The Afghanistan women’s youth development team were among hundreds of female athletes who fled the country after the Taliban regime took over. They were part of a group of 130 people who made it to the UK to resettle in the country.
The group have found a new home in the north of England, with thanks to efforts from a host of organisations, including Leeds United FC who offered the girls the chance to join their youth development programme.
Preeti Shetty, who sits on the board of Brentford FC, was keen to extend an invite to West London to the group. She said: “The whole idea was to bring the Afghan youth development team to see a new part of the country and for us, this is about making them feel welcome. We wanted them to play football to watch a game to make some new friends and to really feel like they belong in the UK.”
The team enjoyed a training session at our facility at Uxbridge High School led by the Brentford FC Community Sports Trust and then headed to the Brentford Community Stadium for the Wolves game.
Khalida Popal, former captain of the Afghanistan national team, was an instrumental figure in the recent evacuation and resettlement.
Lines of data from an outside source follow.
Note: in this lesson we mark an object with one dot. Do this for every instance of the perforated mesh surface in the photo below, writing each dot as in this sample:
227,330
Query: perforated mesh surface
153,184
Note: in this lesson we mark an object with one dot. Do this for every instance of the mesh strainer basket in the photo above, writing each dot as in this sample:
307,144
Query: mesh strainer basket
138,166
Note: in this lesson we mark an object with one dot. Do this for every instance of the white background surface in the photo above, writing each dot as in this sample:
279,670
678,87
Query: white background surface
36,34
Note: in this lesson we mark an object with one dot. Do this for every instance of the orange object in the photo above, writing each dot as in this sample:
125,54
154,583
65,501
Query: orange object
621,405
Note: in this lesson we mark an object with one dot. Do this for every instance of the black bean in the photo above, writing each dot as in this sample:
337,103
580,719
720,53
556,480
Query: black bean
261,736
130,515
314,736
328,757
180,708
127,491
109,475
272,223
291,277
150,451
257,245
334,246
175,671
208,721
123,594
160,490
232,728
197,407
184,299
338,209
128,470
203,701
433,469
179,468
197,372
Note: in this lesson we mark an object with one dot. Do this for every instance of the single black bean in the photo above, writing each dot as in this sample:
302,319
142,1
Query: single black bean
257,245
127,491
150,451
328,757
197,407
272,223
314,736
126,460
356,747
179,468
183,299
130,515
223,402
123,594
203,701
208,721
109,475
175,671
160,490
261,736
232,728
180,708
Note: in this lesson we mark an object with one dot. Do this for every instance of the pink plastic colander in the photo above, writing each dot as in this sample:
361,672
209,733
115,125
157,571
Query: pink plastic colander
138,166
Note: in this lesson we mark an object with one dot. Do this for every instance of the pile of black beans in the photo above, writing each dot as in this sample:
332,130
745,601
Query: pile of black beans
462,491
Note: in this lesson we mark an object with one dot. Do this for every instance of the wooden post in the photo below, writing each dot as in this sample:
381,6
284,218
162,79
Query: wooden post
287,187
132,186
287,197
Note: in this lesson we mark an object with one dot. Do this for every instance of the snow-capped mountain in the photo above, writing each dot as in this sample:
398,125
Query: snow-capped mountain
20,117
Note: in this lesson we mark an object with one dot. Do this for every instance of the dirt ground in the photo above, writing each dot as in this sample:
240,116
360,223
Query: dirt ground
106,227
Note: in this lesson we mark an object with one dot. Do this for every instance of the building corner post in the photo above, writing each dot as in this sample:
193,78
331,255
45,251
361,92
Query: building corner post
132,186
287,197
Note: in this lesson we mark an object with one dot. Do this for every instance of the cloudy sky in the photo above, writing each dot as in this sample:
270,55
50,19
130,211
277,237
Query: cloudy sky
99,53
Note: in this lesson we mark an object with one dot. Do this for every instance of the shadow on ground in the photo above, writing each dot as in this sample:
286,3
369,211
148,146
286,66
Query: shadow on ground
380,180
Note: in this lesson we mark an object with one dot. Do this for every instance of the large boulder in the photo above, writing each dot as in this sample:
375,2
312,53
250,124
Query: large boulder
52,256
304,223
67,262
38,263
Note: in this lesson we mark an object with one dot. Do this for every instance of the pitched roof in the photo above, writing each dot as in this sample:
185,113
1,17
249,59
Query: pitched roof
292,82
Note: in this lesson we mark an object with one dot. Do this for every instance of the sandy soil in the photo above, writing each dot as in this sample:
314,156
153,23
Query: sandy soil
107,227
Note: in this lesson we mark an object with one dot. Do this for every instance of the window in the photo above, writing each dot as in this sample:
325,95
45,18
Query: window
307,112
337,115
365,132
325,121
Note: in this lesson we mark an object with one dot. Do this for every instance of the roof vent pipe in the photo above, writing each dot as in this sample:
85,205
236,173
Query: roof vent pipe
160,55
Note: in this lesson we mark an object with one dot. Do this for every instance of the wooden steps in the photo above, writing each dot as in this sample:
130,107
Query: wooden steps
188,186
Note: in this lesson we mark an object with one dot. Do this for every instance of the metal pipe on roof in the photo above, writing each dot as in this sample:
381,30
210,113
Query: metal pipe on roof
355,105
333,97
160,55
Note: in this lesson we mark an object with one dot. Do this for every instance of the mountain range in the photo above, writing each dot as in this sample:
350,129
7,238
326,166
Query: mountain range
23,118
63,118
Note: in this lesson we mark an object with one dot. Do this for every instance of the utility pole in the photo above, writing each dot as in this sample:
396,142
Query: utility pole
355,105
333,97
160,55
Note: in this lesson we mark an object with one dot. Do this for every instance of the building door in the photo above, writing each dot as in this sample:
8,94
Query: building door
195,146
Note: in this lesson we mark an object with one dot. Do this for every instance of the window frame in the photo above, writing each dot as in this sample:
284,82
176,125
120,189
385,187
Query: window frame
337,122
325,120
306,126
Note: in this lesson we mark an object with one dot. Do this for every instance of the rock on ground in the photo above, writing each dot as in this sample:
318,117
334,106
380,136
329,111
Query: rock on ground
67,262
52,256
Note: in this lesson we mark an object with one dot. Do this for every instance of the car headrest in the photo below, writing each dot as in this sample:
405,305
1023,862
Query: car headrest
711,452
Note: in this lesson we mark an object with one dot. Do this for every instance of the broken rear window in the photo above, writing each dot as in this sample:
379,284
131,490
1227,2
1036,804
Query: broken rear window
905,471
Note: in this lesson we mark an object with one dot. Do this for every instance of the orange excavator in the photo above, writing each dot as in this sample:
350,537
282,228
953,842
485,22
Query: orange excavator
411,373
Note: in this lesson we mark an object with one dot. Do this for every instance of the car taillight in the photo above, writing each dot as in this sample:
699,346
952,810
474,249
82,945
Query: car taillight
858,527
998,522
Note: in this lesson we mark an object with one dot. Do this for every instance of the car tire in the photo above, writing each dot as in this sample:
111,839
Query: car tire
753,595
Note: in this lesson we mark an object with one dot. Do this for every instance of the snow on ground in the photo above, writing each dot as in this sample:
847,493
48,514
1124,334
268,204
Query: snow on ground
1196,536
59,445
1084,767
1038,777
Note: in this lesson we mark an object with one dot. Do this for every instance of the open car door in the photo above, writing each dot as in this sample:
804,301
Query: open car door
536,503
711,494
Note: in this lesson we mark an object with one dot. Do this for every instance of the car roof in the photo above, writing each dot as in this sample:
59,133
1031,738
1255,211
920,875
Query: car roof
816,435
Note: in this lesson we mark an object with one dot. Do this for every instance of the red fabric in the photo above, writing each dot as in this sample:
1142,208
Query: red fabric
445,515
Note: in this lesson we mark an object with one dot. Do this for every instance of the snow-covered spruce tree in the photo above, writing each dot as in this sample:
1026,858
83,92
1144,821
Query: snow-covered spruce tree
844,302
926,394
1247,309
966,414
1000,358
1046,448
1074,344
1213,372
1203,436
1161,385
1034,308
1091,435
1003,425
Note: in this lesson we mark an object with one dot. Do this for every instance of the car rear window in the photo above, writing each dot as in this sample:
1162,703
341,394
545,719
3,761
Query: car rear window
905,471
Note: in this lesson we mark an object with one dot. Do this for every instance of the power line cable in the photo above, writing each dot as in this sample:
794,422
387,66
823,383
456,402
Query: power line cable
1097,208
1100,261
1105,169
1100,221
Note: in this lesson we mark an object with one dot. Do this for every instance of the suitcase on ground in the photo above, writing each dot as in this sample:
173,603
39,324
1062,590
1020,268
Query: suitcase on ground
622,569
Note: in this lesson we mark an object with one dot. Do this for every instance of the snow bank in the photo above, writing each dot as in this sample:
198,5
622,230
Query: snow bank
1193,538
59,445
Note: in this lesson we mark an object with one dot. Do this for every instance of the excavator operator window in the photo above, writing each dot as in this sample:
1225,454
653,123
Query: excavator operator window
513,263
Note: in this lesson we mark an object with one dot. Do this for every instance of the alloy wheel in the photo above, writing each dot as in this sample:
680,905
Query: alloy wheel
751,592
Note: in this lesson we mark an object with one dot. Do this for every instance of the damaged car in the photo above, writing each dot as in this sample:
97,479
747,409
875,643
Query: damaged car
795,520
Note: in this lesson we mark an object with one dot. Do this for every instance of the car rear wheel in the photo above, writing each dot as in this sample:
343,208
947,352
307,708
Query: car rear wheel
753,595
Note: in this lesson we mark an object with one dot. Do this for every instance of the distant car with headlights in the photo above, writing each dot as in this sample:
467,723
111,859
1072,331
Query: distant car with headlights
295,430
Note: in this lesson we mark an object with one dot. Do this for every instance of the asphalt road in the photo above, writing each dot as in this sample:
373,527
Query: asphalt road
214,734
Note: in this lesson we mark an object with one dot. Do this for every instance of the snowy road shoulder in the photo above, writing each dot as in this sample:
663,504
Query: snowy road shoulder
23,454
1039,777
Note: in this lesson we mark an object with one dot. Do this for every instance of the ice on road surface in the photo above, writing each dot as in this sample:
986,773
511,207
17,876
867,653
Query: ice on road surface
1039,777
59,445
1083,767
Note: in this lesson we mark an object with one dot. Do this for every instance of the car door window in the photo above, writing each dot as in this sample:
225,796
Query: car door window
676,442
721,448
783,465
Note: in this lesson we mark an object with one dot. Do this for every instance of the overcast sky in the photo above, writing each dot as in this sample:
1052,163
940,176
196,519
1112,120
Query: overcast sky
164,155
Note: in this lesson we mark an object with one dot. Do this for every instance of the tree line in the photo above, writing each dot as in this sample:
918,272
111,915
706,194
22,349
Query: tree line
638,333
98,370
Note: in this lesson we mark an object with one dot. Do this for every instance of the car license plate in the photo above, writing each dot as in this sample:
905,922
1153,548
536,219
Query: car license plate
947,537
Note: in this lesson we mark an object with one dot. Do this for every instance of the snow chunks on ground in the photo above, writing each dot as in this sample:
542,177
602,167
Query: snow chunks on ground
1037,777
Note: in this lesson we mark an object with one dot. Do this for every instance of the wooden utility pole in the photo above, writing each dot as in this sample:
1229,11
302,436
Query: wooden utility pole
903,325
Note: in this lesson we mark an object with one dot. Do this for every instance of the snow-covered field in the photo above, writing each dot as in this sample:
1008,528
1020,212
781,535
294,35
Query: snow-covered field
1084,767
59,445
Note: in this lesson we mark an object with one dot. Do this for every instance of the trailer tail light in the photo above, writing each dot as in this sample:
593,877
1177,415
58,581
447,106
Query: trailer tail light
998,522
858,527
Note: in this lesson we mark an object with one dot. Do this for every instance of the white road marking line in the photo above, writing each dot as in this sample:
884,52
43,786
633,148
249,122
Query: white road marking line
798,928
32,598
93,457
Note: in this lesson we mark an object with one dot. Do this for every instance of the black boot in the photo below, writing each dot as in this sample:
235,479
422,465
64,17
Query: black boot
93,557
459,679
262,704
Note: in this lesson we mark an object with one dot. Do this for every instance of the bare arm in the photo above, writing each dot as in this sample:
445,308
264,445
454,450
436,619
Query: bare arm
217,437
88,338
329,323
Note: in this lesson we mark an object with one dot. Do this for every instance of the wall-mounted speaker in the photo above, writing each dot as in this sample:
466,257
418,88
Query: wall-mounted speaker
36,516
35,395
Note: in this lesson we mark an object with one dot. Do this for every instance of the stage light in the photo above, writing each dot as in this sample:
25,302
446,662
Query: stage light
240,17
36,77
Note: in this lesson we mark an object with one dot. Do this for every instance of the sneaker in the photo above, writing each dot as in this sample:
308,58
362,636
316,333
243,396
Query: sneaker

She joined the girls on the day and proudly watched on the from the sidelines as the girls were put through their paces by the Trust’s coaches and members of the Brentford FC women’s team.
She said: “These players, these young woman, have lost everything in their homes. They are traumatised. They have been through a lot of mental problems and mental issues because of the trauma so of course now they are in the UK, which is fantastic.”
Khalida, who was the recipient of UEFA’s Equal Game Award for her work campaigning for equal rights for women, also spoke passionately about the importance of invitations like this helping to create sense of belonging for those involved. She added: “They will talk about their experience to their family members and that is the feeling of being welcome, it is the feeling of home the feeling of being supported and this is fantastic feeling.”
The group were joined at Uxbridge by London-based girls from the Afghan & Central Asian Association. The ACAA work with Afghans and Central Asian living away from their homeland and provide them with skills and support to help them prosper in the UK.